Expert opinion from Chris Yeo, Valuer at Clevedon Salerooms and regular expert on BBC’s Antiques Roadshow
Whisper it, Summer might be here. It seems that as soon as the chimes of the first ice cream van are heard, our thoughts inevitably turn to the outdoors and the garden – or the backyard, or terrace. Whatever the size of your plot, nowadays we expect our gardens to be every bit as stylish and distinctive as our homes – a plastic patio set and herbaceous border just won’t cut it. The urge to embellish our outdoor area is, of course, nothing new. The Georgians loved a garden ornament – particularly if it had appalling body odour. The must have accessory of the 1750s was a stone grotto complete with live-in human hermit, who – in the name of authenticity – was not allowed to speak, wash, or cut their hair or fingernails.

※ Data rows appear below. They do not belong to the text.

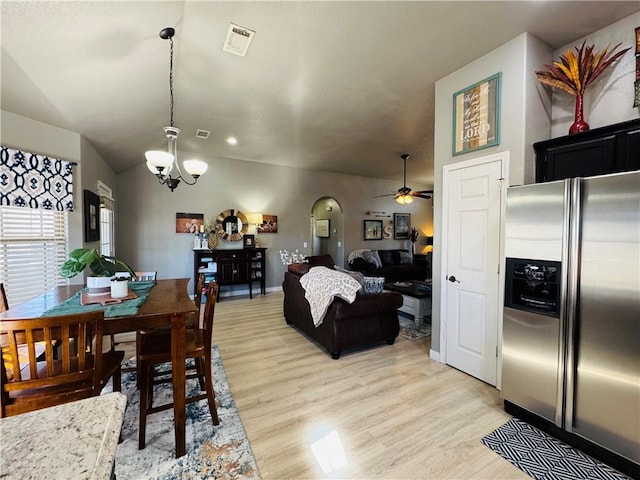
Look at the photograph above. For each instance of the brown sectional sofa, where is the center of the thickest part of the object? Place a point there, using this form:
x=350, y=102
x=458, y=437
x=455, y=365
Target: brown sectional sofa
x=368, y=320
x=395, y=266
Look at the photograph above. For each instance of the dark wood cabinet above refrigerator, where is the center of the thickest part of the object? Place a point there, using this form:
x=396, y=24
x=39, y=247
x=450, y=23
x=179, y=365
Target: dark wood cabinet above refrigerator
x=610, y=149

The pay was good but the terms onerous, so much so that Lord Bath’s hermit at Longleat soon went AWOL and was found in a local pub in an advanced state of inebriation, contemplating a career change.
When it comes to our own patch, whilst many of us are used to having antiques indoors, how many would consider buying period pieces for the garden? For those looking for a truly original, quirky look outdoors, there’s a wealth of choice, requiring neither vast expense nor human servitude. You just need to think outside the (window) box. Some of the most effective garden ornaments are made from objects that started out with an entirely different function. Beaten coppers vats, used for boiling laundry, are having a new lease of life as bedding planters, as are stone troughs, originally used for animals to drink from. Once a feature of every farmyard, bedded out with plants they make an imposing statement and are highly sought after. Wheelbarrows and old carts also make perfect containers for planting out vivid summer blooms, while garden rollers simply need propping up against an old brick wall to look good. Terracotta flower pots, trowels made of metal from the 1950s, rakes with handmade teeth and branch handles and early 20th century metal buckets and enamelware watering cans, artfully displayed, all add a personal touch to the “room outside”.